Oxley blinked. Again, it was obvious to Ryan that there was an incredible amount of pain in his memories.
He began speaking slowly: “It would have been about 1989, I guess. Time really had no meaning at all. I was in Syktyvkar, a gulag in Komi. No one there knew I was English. Sure as hell, no one knew I was MI5. I was just another
zek.
”
“Zek?”
“A prisoner. Anyway, I’d been inside the system several years already, I was long past solitary. As a matter of fact, I was right popular. I knew enough battlefield medicine to keep some of the other
zek
s healthy, and I was fit enough, despite all I’d been through, to be the chap you wanted on your work crew. That goes a long way over there.”
“I’m sure.”
“I was still on the job, as far as I was concerned. I spent every day trying to pull intelligence out of the men around me. I thought someday I would escape, I really fuckin’ believed it, probably because I would have gone mad without havin’ a little hope. Anyway, I worked every other prisoner I could get to like they were a source or an agent. Prisoners know things, Ryan. I’d worked out the names and locations of most every secret military installation in the Soviet Union over the years. None of it made a bit of difference in the end, but as I said, as long as I lived like I was operational, even in the gulag, I had life, I had hope.”
Ryan nodded thoughtfully. “I understand what you mean.”

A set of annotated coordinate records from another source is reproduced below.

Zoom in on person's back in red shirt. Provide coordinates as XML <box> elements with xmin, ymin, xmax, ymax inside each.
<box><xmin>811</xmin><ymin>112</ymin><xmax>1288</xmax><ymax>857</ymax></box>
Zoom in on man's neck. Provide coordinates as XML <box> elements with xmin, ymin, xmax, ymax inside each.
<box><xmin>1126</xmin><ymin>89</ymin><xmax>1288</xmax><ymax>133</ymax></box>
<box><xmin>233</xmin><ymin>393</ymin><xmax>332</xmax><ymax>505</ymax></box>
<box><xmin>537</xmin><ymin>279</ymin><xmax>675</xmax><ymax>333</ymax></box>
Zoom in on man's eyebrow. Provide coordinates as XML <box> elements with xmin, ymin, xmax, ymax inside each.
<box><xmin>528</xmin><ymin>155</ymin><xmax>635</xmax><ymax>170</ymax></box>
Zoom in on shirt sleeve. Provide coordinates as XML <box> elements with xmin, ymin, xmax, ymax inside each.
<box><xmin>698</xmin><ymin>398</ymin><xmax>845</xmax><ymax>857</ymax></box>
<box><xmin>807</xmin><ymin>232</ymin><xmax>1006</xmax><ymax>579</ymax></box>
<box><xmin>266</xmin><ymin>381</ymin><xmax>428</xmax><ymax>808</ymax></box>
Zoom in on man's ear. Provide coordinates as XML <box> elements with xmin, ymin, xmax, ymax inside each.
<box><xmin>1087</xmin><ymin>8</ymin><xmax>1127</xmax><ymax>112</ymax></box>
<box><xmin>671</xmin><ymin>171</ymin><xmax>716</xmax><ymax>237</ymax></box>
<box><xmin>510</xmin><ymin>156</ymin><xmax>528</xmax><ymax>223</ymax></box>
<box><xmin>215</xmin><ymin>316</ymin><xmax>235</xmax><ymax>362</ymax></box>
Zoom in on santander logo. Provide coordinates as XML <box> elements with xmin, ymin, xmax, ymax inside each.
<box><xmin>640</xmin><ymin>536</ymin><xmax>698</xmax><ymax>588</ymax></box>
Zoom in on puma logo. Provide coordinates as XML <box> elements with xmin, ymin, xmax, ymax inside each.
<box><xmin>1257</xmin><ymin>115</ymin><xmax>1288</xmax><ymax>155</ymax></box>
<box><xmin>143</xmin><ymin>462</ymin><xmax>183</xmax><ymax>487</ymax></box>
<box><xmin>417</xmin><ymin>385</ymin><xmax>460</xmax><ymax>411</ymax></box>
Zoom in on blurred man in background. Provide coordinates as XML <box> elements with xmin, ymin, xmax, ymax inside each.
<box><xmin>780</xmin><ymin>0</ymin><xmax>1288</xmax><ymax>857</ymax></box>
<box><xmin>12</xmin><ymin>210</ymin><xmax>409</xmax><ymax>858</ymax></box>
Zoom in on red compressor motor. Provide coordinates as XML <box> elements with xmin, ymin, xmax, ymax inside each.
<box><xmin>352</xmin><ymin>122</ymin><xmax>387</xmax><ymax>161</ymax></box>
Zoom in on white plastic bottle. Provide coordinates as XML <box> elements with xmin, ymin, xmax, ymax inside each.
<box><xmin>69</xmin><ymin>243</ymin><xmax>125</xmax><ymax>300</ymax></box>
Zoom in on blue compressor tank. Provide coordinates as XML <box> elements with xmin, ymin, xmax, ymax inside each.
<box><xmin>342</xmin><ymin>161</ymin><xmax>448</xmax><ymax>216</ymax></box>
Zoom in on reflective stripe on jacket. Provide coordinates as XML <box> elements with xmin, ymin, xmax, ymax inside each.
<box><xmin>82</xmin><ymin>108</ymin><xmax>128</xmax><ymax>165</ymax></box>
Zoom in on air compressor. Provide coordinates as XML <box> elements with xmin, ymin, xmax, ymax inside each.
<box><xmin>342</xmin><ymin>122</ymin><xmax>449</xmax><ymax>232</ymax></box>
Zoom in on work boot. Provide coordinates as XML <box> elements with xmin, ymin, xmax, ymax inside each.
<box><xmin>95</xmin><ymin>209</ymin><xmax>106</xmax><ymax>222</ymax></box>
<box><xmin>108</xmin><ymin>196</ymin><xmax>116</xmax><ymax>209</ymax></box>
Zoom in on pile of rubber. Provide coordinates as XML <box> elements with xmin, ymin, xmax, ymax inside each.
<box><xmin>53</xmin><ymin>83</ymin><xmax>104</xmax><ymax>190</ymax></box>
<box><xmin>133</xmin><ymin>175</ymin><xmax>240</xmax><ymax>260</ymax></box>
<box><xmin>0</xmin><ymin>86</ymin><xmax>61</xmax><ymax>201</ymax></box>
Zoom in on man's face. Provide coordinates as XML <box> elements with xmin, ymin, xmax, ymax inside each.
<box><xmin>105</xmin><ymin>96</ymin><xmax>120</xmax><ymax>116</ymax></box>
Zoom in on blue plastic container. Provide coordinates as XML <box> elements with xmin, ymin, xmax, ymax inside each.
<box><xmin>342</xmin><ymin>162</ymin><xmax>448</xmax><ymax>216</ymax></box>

“One day I was eatin’ my supper and listening in on a conversation between a couple of
zek
s. One bloke starts off with a story about his day. He says he was mopping the floor in the infirmary when a prisoner from another cell block was brought in. The man had classic symptoms of typhoid: bloody nose, fever, delirium. He was a strong chap, still had his strength and fight. There were no tattoos on his body, so he hadn’t been in the gulag for too long.”
“Go on.”
“This bloke tells me the guy started ranting about the KGB.”
“What about the KGB?”
“He says he was a bloody KGB officer, starts telling the doctor to make a call to confirm it, he gives his name, which didn’t match the name on his chart.”
“Did they believe him?”
“Fuck no. I probably told somebody I was in the KGB at one point or another in Syktyvkar. Prisoners lie, Ryan. Once I met a chap in the gulag who said he was Yuri Gagarin. Of course, in his case, it wasn’t so much a lie as a fantasy, as I believe he meant it.”